Associate company Open Theatre will run workshops for several important organisations in the city who look after and teach young people with learning disabilities and Autism and their teachers and make connections between them and the students and staff at Barrow’s special school, George Hastwell.
Swerve and JD will continue in the recording studio working with more traditional Indian musicians and representatives of Barrow’s charities and youth provision will visit women’s and children’s charities, a school for slum and street children and more.

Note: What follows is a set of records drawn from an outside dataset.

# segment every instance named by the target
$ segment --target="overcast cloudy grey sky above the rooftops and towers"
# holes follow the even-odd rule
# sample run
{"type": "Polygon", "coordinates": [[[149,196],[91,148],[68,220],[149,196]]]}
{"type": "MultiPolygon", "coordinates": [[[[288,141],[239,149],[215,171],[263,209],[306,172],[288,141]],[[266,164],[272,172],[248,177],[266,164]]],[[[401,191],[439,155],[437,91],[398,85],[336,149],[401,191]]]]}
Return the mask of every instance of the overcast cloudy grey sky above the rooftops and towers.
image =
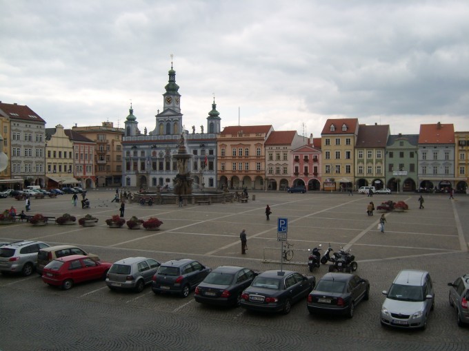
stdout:
{"type": "Polygon", "coordinates": [[[0,0],[0,100],[46,127],[155,127],[173,54],[183,125],[328,118],[469,131],[469,1],[0,0]]]}

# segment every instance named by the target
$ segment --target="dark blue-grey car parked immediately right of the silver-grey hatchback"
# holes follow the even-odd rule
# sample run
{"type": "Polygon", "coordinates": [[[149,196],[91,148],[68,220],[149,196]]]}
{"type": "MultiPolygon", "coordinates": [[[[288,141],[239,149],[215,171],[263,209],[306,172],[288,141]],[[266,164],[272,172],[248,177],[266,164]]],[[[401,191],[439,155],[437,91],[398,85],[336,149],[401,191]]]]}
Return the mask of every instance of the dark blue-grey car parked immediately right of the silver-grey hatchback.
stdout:
{"type": "Polygon", "coordinates": [[[159,266],[152,278],[152,290],[155,294],[173,292],[188,297],[190,290],[194,290],[210,271],[194,259],[172,259],[159,266]]]}

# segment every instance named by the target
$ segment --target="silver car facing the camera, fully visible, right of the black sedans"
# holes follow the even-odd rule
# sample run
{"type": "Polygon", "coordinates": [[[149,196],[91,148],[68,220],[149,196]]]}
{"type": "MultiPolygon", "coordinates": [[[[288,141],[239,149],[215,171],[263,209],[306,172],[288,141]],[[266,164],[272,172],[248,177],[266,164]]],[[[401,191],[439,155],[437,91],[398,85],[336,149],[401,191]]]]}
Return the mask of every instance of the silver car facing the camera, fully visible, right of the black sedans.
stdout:
{"type": "Polygon", "coordinates": [[[381,307],[381,325],[397,328],[427,326],[430,310],[435,308],[435,291],[430,274],[424,270],[401,270],[381,307]]]}

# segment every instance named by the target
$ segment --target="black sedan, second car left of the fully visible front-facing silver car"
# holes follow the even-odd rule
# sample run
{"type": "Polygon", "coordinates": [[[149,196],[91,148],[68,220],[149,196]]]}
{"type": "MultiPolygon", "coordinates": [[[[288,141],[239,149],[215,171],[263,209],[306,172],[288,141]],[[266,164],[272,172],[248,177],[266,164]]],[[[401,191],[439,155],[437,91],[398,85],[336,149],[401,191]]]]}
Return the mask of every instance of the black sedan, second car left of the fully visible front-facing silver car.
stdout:
{"type": "Polygon", "coordinates": [[[315,287],[316,278],[291,270],[266,270],[241,295],[241,307],[248,310],[290,312],[292,304],[315,287]]]}

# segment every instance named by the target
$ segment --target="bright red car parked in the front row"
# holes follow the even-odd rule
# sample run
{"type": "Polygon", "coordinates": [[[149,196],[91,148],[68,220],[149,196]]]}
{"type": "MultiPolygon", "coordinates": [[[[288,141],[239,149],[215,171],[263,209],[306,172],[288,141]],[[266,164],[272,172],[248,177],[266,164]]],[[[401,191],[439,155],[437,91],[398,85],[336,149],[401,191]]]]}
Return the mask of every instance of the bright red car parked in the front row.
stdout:
{"type": "Polygon", "coordinates": [[[61,257],[43,268],[42,280],[46,284],[61,286],[63,290],[68,290],[73,284],[82,281],[106,279],[111,266],[110,262],[96,262],[83,255],[61,257]]]}

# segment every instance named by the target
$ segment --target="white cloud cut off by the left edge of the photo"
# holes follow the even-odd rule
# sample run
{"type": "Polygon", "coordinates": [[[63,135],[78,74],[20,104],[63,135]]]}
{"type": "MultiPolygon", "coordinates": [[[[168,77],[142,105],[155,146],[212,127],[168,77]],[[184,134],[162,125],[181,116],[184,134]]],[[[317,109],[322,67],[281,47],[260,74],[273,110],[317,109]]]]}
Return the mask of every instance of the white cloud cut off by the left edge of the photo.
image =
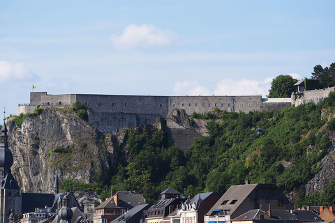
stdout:
{"type": "Polygon", "coordinates": [[[39,81],[40,77],[31,72],[23,63],[0,61],[0,82],[7,80],[39,81]]]}

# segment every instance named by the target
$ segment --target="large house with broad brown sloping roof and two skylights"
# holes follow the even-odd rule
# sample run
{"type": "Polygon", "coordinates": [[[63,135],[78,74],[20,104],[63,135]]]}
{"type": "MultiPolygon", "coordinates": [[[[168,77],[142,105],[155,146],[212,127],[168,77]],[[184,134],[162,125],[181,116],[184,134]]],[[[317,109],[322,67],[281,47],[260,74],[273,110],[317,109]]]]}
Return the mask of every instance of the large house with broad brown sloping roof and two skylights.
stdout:
{"type": "Polygon", "coordinates": [[[248,210],[292,210],[285,194],[274,184],[232,185],[204,216],[204,222],[230,222],[248,210]]]}

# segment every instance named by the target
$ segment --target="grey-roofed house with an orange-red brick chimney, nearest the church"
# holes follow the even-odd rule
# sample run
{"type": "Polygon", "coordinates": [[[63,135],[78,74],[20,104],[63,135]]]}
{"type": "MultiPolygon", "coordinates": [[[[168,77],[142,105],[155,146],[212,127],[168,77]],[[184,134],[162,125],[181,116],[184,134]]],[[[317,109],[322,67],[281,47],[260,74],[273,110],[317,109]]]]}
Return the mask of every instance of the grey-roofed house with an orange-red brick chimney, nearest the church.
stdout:
{"type": "Polygon", "coordinates": [[[131,191],[112,190],[111,197],[96,207],[93,215],[94,223],[109,223],[120,215],[123,215],[131,208],[146,201],[142,193],[131,191]]]}

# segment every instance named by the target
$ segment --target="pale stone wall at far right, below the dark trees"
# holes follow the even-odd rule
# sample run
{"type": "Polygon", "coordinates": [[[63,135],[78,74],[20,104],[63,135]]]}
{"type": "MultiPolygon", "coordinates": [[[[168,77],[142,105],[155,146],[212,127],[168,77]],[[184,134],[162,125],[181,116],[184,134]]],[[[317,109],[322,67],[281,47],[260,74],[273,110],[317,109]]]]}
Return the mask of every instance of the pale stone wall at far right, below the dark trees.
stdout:
{"type": "Polygon", "coordinates": [[[320,90],[293,92],[291,95],[292,105],[298,106],[303,103],[314,102],[315,104],[327,98],[335,87],[320,90]]]}

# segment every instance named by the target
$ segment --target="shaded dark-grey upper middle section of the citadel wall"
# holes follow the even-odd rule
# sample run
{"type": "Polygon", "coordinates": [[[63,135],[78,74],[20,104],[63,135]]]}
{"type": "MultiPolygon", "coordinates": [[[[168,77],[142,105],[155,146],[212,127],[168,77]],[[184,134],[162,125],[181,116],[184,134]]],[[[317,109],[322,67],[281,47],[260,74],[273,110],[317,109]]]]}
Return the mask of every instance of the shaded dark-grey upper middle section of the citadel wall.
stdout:
{"type": "Polygon", "coordinates": [[[94,112],[124,112],[168,115],[168,97],[137,95],[76,95],[76,100],[94,112]]]}

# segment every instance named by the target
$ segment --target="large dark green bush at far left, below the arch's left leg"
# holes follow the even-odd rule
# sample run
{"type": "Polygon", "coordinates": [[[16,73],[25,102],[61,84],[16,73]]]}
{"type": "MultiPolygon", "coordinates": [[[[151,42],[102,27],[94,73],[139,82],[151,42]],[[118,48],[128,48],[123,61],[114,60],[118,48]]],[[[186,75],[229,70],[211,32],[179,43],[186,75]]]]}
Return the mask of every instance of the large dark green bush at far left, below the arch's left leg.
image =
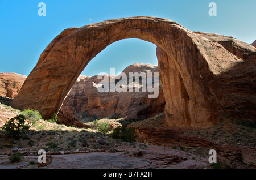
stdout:
{"type": "Polygon", "coordinates": [[[5,131],[6,135],[18,138],[21,132],[30,129],[30,124],[25,124],[25,122],[26,117],[23,114],[19,114],[3,125],[2,129],[5,131]]]}

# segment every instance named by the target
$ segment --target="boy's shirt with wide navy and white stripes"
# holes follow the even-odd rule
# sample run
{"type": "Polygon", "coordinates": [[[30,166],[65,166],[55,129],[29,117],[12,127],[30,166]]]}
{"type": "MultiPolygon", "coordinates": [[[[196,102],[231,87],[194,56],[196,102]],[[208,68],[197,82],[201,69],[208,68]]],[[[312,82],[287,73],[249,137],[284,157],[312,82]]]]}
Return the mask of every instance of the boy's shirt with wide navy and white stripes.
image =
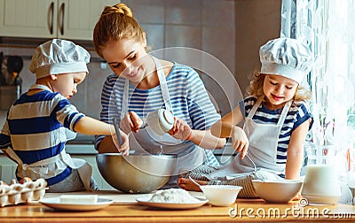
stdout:
{"type": "MultiPolygon", "coordinates": [[[[24,164],[51,158],[65,150],[68,129],[74,131],[75,123],[83,113],[59,93],[43,90],[33,96],[23,94],[12,104],[0,135],[0,149],[11,147],[24,164]]],[[[73,138],[75,133],[69,132],[73,138]]],[[[49,170],[66,166],[53,176],[43,173],[48,185],[64,180],[71,168],[62,160],[48,165],[49,170]]],[[[35,179],[33,179],[35,180],[35,179]]]]}

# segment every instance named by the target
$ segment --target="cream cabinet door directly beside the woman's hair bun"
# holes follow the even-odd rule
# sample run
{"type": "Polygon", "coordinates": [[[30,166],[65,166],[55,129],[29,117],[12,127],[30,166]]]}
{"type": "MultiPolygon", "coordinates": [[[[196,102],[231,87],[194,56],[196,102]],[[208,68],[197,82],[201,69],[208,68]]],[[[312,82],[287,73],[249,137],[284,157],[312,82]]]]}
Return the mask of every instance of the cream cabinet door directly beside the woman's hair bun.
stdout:
{"type": "Polygon", "coordinates": [[[59,0],[58,37],[92,41],[92,33],[101,12],[119,0],[59,0]]]}

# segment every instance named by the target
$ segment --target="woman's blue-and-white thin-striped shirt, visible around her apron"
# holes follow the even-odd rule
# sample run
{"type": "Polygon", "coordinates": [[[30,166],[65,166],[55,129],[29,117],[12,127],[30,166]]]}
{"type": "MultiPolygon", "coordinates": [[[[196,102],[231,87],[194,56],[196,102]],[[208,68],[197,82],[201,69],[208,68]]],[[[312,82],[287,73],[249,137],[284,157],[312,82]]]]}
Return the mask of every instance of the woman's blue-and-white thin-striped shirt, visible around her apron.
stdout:
{"type": "MultiPolygon", "coordinates": [[[[206,88],[198,73],[193,68],[175,63],[166,78],[170,103],[174,116],[183,119],[192,129],[205,130],[212,126],[220,115],[209,100],[206,88]]],[[[125,79],[111,74],[104,84],[101,104],[100,119],[109,123],[113,117],[120,117],[122,111],[122,96],[125,79]]],[[[148,112],[165,108],[162,98],[162,88],[139,89],[129,87],[128,111],[135,111],[139,117],[146,118],[148,112]]],[[[97,135],[95,146],[98,149],[99,142],[105,135],[97,135]]],[[[197,145],[194,145],[198,148],[197,145]]],[[[205,150],[209,165],[219,165],[212,150],[205,150]]]]}

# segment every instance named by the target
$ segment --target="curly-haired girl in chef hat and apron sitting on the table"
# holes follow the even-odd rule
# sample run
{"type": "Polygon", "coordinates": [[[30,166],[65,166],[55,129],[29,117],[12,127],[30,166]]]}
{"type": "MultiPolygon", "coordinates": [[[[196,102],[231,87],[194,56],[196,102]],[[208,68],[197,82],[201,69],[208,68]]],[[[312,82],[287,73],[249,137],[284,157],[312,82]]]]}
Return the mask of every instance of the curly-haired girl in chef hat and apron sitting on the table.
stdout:
{"type": "Polygon", "coordinates": [[[298,179],[304,159],[304,140],[312,127],[312,114],[304,100],[311,92],[299,86],[310,72],[312,52],[295,39],[266,42],[260,50],[261,71],[254,73],[246,97],[232,112],[217,121],[211,132],[232,137],[240,152],[219,169],[200,167],[181,174],[181,188],[199,190],[200,184],[243,186],[240,196],[254,197],[253,179],[298,179]],[[245,120],[244,127],[237,127],[245,120]]]}

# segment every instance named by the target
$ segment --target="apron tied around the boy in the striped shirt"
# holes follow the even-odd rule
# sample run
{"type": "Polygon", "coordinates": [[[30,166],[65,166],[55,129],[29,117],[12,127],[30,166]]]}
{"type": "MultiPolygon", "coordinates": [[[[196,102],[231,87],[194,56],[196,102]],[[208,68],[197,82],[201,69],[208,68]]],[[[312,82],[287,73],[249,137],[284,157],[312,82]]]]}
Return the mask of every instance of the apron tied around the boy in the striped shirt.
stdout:
{"type": "MultiPolygon", "coordinates": [[[[43,90],[51,91],[50,88],[47,88],[43,85],[35,84],[30,87],[30,89],[40,88],[43,90]]],[[[67,141],[72,140],[76,137],[76,134],[69,129],[65,128],[65,134],[67,135],[67,141]]],[[[71,158],[69,154],[66,153],[65,148],[61,152],[51,158],[45,158],[39,160],[32,164],[24,164],[20,157],[16,154],[12,148],[8,147],[6,149],[7,154],[15,160],[18,164],[18,173],[17,175],[20,178],[29,177],[33,180],[38,178],[48,179],[54,177],[61,173],[67,168],[67,165],[72,169],[77,169],[80,179],[83,181],[83,185],[87,190],[91,190],[90,181],[92,168],[91,165],[86,163],[85,160],[80,158],[71,158]],[[61,160],[62,162],[58,162],[61,160]],[[55,165],[54,165],[55,164],[55,165]]]]}

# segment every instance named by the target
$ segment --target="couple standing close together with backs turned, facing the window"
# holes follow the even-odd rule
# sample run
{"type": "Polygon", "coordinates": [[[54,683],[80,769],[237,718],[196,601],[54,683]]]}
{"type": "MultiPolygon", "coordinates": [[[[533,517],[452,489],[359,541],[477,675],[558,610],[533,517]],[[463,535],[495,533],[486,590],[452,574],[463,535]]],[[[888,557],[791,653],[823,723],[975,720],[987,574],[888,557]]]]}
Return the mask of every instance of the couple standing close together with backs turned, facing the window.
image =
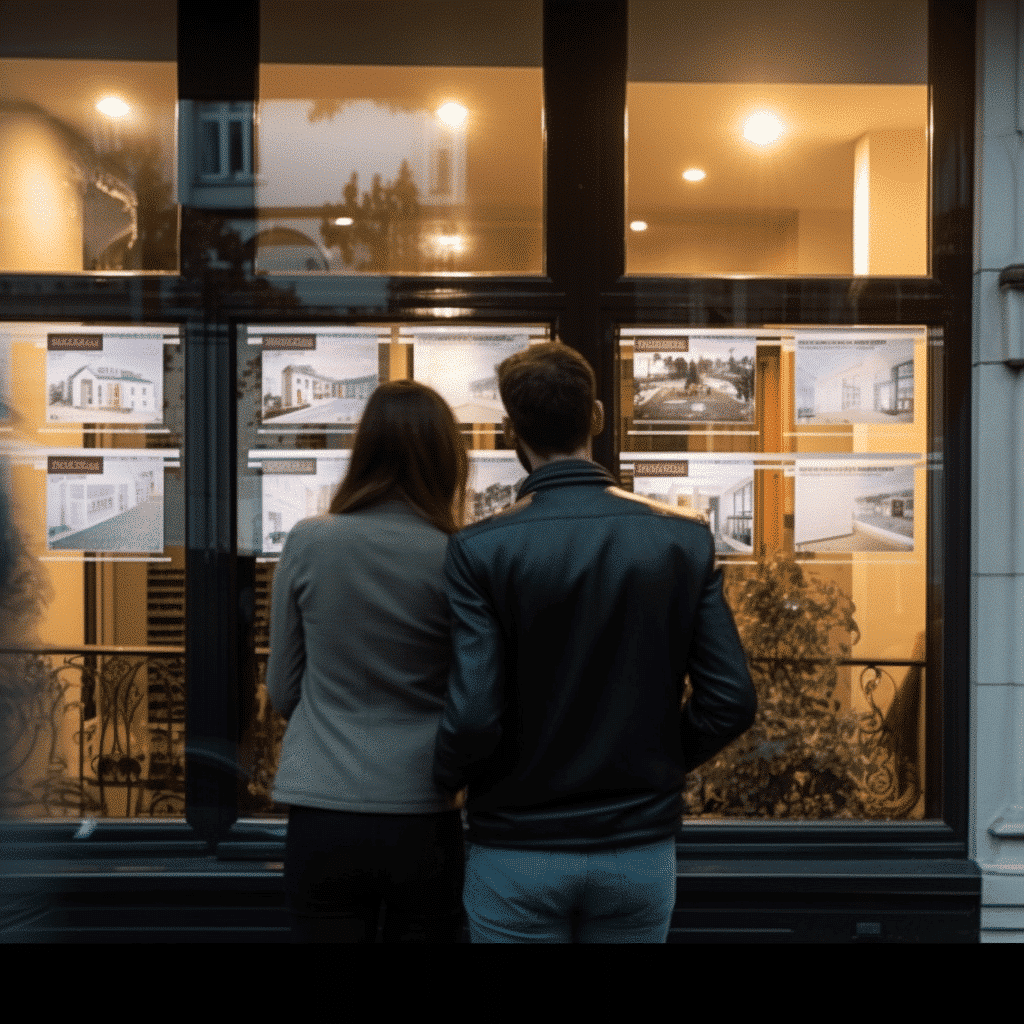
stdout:
{"type": "Polygon", "coordinates": [[[711,530],[591,460],[590,366],[549,343],[498,380],[529,472],[511,508],[460,529],[452,411],[392,382],[285,544],[267,686],[295,941],[372,942],[383,901],[385,941],[457,941],[465,907],[473,942],[664,942],[686,773],[753,722],[711,530]]]}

Previously, in July 2022, BarrowFull, welcomed 8 Indian artists along with Kaushik Dutta, Sarmistha Sarker (Painter), Angana Mukherjee (Dancer), Shinjini Paul (Cinematographer), Srabasti (Movement therapist) and four musicians, to the town who explored Barrow’s historic links to Kolkata and the Jute trade through creative activities, engaging with 1000s of local people and children. Working with local companies Horizon Studios, Furness Multicultural Community Forum, Drop Zone Youth, Thought for Time and Chinwaggers at Women’s Community Matters, The Forum, Coast Roads Festival, Barrow Deaf Centre and Ormsgill Stronger Together as well as Birmingham-based theatre outreach practitioners Open Theatre at George Hastwell school, Kaushik Dutta, Director of Song of Soul and SOS Productions, said, “I think it’s of great importance to be exchanging views and ideas from both countries. It’s not only about the music and the arts, it’s about our different cultures as a whole.”
As part of the exchange, Indian musicians worked with Barrovian musicians and rapper Swerve and JD (Josh Duncan and Josh Spedding) of Horizon Studios, the award-winning music production and education company based in Barrow to create new soundscapes blending Indian traditional folk music and sound with contemporary rap.